A good tax system should also promote income redistribution and equality by implementing progressive tax policies. In line with this, the proposed tax reforms favour low-income earners. For example, individuals earning less than one million naira annually are exempted from personal income tax. Additionally, essential goods and services such as food, accommodation, and transportation, which constitute a significant portion of household consumption for low- and middle-income groups, are to be exempted from VAT.

In addition to equality, a good tax system should ensure equity and fairness, a key area of contention surrounding the proposed reforms. If implemented, the amendments to the Value Added Tax could lead to a significant reduction in the federal allocation for some states; impairing their ability to finance government operations and development projects. The VAT amendments should be holistically revisited to promote fairness and national unity.

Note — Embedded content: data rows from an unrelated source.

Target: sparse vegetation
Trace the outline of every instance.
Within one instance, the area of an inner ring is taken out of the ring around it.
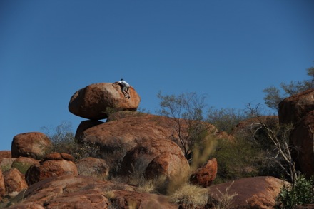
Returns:
[[[308,179],[298,176],[293,187],[285,185],[277,201],[276,208],[293,208],[298,205],[314,203],[314,177]]]
[[[290,84],[281,83],[280,87],[285,91],[285,96],[313,88],[314,68],[308,69],[308,75],[311,76],[313,79],[291,82]],[[266,105],[278,110],[279,102],[284,98],[280,90],[272,86],[265,88],[264,92],[266,93]],[[214,184],[245,177],[272,175],[288,179],[291,183],[290,185],[285,185],[281,189],[277,198],[276,208],[293,208],[298,205],[314,203],[314,177],[306,178],[300,175],[292,158],[291,152],[295,148],[290,147],[288,141],[292,126],[280,125],[278,118],[273,116],[263,118],[258,105],[252,108],[248,104],[246,110],[216,110],[211,108],[208,111],[206,118],[204,96],[198,96],[195,93],[163,96],[159,92],[158,97],[161,101],[161,109],[158,113],[172,119],[173,123],[168,125],[174,130],[174,133],[169,137],[180,143],[190,163],[191,173],[208,159],[215,158],[219,169]],[[107,108],[106,113],[110,115],[111,120],[115,120],[115,117],[121,118],[146,114],[138,111],[136,113],[117,112],[114,108]],[[236,125],[246,120],[253,122],[243,132],[234,134],[232,140],[218,139],[211,132],[211,130],[214,129],[211,126],[213,124],[218,131],[233,134]],[[122,178],[118,175],[119,169],[123,157],[128,149],[123,139],[114,138],[116,143],[111,145],[111,147],[100,147],[96,143],[78,141],[75,139],[71,131],[71,123],[67,122],[62,122],[52,133],[46,128],[44,129],[53,143],[51,151],[69,153],[76,160],[87,157],[106,159],[110,167],[110,180],[134,186],[137,192],[166,195],[171,203],[181,205],[182,208],[230,208],[237,195],[236,193],[230,193],[232,183],[224,191],[218,190],[218,198],[215,197],[215,199],[211,197],[208,188],[201,188],[187,181],[179,183],[176,182],[175,185],[170,183],[166,176],[148,180],[143,174],[147,164],[146,158],[143,159],[143,162],[138,160],[138,165],[136,165],[133,172],[129,176]],[[29,166],[16,163],[12,165],[13,167],[25,173]],[[1,168],[3,172],[10,168],[5,165]],[[121,189],[123,189],[123,186]],[[108,190],[103,191],[103,194],[112,200],[108,208],[118,208],[114,193]],[[137,201],[127,201],[130,208],[137,208],[138,206],[139,203]]]
[[[170,195],[169,198],[171,203],[190,205],[190,208],[205,206],[208,201],[208,190],[185,183]]]
[[[302,81],[291,81],[289,84],[281,83],[280,87],[283,93],[275,86],[263,89],[263,91],[265,93],[264,100],[266,106],[278,111],[279,103],[285,98],[297,94],[306,89],[314,88],[314,67],[309,68],[306,71],[308,76],[311,76],[310,79]]]
[[[71,154],[76,160],[87,157],[96,157],[99,155],[100,148],[93,142],[78,143],[71,131],[71,123],[63,121],[59,125],[54,133],[44,127],[46,134],[50,138],[53,144],[53,152]]]

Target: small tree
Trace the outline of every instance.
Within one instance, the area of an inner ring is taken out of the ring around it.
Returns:
[[[163,96],[161,91],[157,96],[161,100],[161,109],[157,113],[173,120],[171,128],[176,132],[185,157],[191,160],[193,146],[208,134],[208,124],[203,122],[203,116],[206,97],[195,93]]]
[[[264,97],[266,106],[273,110],[278,111],[278,104],[285,98],[297,94],[308,88],[314,88],[314,67],[306,70],[307,74],[311,79],[302,81],[291,81],[289,84],[281,83],[280,87],[283,90],[283,94],[280,89],[270,86],[263,90],[266,95]]]
[[[211,108],[207,113],[206,121],[215,126],[221,131],[231,133],[240,121],[248,118],[243,110],[234,108],[216,109]]]

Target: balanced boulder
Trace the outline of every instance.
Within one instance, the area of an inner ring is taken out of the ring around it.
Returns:
[[[116,111],[135,111],[141,98],[131,86],[130,98],[124,97],[119,85],[111,83],[91,84],[77,91],[71,98],[69,110],[73,114],[91,120],[107,118]]]

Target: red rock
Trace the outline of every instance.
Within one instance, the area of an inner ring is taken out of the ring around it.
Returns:
[[[83,132],[85,130],[87,130],[90,128],[92,128],[93,126],[96,126],[97,125],[100,125],[102,123],[103,123],[103,122],[100,121],[95,121],[95,120],[88,120],[88,121],[81,121],[81,123],[78,125],[78,127],[76,129],[76,132],[75,133],[75,138],[77,139],[78,141],[81,141],[82,139],[84,138]]]
[[[279,122],[296,124],[308,113],[314,110],[314,88],[286,98],[279,103]]]
[[[2,158],[11,158],[11,151],[0,151],[0,160]]]
[[[103,159],[83,158],[76,162],[78,175],[88,175],[105,180],[109,175],[109,167]]]
[[[23,205],[11,206],[10,209],[46,209],[39,204],[27,203]]]
[[[0,201],[1,200],[1,196],[4,195],[6,192],[6,187],[4,185],[4,178],[2,174],[2,170],[0,169]]]
[[[310,178],[314,175],[314,111],[305,116],[290,135],[292,151],[297,168]]]
[[[88,209],[88,208],[108,208],[110,201],[105,195],[95,190],[78,191],[65,194],[56,198],[46,205],[47,209]]]
[[[186,182],[189,174],[190,166],[183,153],[162,153],[153,158],[145,170],[146,179],[163,179],[163,184],[157,188],[162,194],[172,194]]]
[[[25,174],[29,167],[39,162],[39,160],[31,158],[19,157],[12,163],[11,167],[18,169],[22,174]]]
[[[16,168],[5,172],[4,177],[6,192],[8,193],[20,192],[28,187],[24,175]]]
[[[111,201],[118,208],[178,208],[177,205],[169,203],[163,195],[121,190],[113,190],[112,193]]]
[[[12,157],[29,157],[40,160],[52,148],[52,143],[40,132],[29,132],[18,134],[12,141]]]
[[[53,177],[29,186],[14,208],[27,208],[23,207],[31,204],[44,205],[45,208],[106,208],[105,195],[116,189],[133,190],[133,187],[123,183],[88,176]]]
[[[91,120],[105,119],[110,111],[134,111],[141,98],[130,88],[131,98],[124,97],[118,85],[111,83],[91,84],[77,91],[71,98],[69,110],[73,114]]]
[[[183,155],[178,146],[170,140],[143,141],[126,154],[122,160],[121,174],[129,175],[134,172],[144,173],[147,165],[153,158],[166,153]]]
[[[0,169],[2,172],[10,170],[12,168],[12,164],[14,160],[16,160],[16,158],[7,158],[0,159]]]
[[[27,183],[31,185],[50,177],[78,174],[74,162],[65,160],[61,153],[52,153],[46,156],[40,163],[31,166],[25,176]]]
[[[205,165],[193,172],[191,175],[190,182],[203,188],[208,187],[215,180],[217,170],[217,160],[216,158],[208,160]]]
[[[74,160],[74,158],[68,153],[51,153],[48,155],[46,155],[44,158],[43,161],[46,160],[66,160],[69,161]]]

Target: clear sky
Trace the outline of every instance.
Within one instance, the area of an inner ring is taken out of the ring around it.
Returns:
[[[0,150],[19,133],[75,132],[78,90],[124,78],[155,113],[163,95],[216,108],[263,103],[263,89],[309,77],[313,0],[0,1]]]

The establishment of a single agency to collect government taxes, the Nigeria Revenue Service, could reduce loopholes that have previously resulted in revenue losses, provided proper controls are put in place. It is logically easier to monitor revenue collection by one agency than by multiple agencies. However, this is not a magical solution. With automation, revenue collection can be seamless whether it is managed by one agency or several, as long as monitoring and accountability measures are implemented effectively.

The proposed tax reforms by the Federal Government are well-intentioned. However, all concerns raised by Nigerians should be looked into, and concessions should be made where necessary. Policies are more effective when they are adapted to suit the unique characteristics of a nation, rather than adopted wholesale. A good tax system should aim to raise sufficient revenue, ensure equitable income distribution, and promote equality, equity, and fairness.